From the moment Andre Drummond joined the Los Angeles Lakers, there was a tendency to see him and Marc Gasol, if not as enemies, at least as competitors. Two titans clashing for a limited supply of minutes for traditional centers.
But that’s not how Drummond sees things, a viewpoint that was made clear by a somewhat-surprising admission about which teammate had helped him most since he joined the Lakers.
“Marc has probably been the biggest help for me since I got here, despite him moving to third center, or second center. I always go to him and ask him questions when it comes to the defensive aspects of the game and the spacing offensively, because he’s been here,” Drummond said.

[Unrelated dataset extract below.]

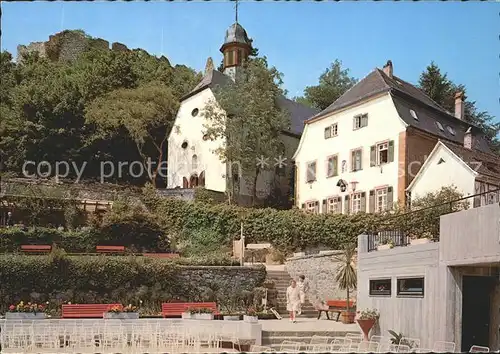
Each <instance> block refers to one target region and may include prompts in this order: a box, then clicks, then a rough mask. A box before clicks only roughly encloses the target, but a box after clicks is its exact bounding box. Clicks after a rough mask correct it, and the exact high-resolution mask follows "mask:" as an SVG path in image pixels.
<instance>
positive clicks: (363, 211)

Gasol, a prideful champion and career-long starter, was initially frustrated by his benching in favor of Drummond, but he quickly came to see things differently. In addition to helping his new teammate, Gasol spoke out about how the whole team needed to worry less about roles or minutes, and more about winning. Drummond said he was grateful for Gasol’s help, and even in the moments he’s been benched in favor of the veteran, he can be seen on the sidelines cheering and clapping louder than anyone for his teammate’s success.

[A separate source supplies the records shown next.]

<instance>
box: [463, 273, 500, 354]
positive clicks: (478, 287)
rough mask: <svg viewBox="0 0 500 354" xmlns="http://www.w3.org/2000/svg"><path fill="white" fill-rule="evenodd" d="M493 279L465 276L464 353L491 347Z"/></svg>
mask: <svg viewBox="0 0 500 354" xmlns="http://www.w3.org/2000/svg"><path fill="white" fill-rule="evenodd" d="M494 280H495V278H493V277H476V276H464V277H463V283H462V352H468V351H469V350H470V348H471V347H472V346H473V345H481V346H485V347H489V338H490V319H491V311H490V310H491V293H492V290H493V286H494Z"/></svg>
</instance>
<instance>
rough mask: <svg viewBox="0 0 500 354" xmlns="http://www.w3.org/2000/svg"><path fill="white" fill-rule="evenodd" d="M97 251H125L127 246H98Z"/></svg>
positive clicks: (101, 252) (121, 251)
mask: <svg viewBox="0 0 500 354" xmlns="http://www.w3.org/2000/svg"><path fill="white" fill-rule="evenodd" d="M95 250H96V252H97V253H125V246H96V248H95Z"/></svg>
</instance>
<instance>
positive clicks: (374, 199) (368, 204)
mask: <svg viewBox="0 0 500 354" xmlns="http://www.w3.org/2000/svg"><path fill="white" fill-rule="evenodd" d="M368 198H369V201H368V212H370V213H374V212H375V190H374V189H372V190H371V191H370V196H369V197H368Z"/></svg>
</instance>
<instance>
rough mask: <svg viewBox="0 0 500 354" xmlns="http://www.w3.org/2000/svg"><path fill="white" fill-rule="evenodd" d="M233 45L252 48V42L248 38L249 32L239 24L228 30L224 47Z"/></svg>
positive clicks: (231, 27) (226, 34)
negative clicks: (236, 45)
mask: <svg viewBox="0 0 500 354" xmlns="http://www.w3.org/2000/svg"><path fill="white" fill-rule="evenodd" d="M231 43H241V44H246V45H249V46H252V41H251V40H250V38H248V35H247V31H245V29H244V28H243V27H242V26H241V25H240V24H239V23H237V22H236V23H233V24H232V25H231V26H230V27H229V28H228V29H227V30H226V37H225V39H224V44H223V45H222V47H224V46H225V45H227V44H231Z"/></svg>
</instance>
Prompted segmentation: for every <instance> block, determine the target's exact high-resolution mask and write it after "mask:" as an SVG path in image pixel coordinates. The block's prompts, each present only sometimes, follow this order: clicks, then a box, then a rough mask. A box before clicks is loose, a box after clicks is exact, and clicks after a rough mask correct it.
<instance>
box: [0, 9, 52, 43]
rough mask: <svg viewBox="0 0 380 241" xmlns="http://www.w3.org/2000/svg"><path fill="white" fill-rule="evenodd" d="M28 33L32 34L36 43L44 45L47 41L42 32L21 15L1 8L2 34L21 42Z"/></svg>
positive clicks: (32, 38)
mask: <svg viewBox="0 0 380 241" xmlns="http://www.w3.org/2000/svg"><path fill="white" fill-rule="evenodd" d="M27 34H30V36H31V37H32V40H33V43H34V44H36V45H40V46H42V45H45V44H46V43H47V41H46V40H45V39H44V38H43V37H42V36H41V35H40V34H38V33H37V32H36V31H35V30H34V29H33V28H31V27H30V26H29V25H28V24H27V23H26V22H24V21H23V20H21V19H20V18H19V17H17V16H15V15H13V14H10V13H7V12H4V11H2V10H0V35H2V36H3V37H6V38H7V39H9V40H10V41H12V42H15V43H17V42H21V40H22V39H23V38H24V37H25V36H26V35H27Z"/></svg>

“I admire his game, I got a chance to play against him for many years and just to know his knowledge of what it takes to be a winner,” Drummond said. “Just to get that insight from him on what I need to do to help this team on both ends of the court, he’s been very beneficial for me.”
It’s all part of the vaunted chemistry the Lakers put on full display in the bubble last season, but has been less visible this year, with far less cameras around and fewer opportunities for teammates to be around each other publicly due to the league’s health and safety protocols.
But it’s a chemistry that is still very much there, to a degree that even with less time to be around each other, Drummond still has felt the difference from his previous teams. In a must-read feature on his journey to the Lakers and this point of his career, Drummond told Mirin Fader of The Ringer that he’s never experienced this level of bonding with teammates in his time in the NBA:
With age comes wisdom. Drummond is more comfortable with himself now. He realizes that even though he is able to let things go now, his perfectionism is part of what still drives him. Which is why, when he was struggling early on to adjust to his new team’s system, scoring four points or fewer in three of his first five games, he was frustrated with himself. There was that perfectionism again. The one always coexisting with joy. Pushing him to be better, stronger.
“It’s because I care,” he says. So do his teammates. Drummond says the Lakers have a winning culture that goes beyond basketball. He notices how his new teammates always hang out outside of practice, a level of camaraderie he isn’t used to. “They do everything together,” he says. “Going to eat, simple things of being next to each other in the locker room, always communicating.”
That’s a revealing statement, especially in the context of how a new addition views this situation. While there has been outside concern at times that this Lakers group doesn’t have quite the intangible chemistry and connections of last year’s champs, Drummond seems to be feeling the love plenty as someone just walking into a new situation. So even if this team hasn’t gotten to bond quite as much as last year’s group — no preseason bonding trip in Vegas, less time together on flights and elsewhere — it’s clear they’re still very close.
Will that be enough for a roster that has barely gotten to play together during an expedited and injury-riddled year? We’ll see. But if the Lakers fall short, it pretty clearly won’t be due to any lack of closeness. This group is all-in for each other, now it’s just a matter of developing the on-court version of that chemistry in time to defend their title.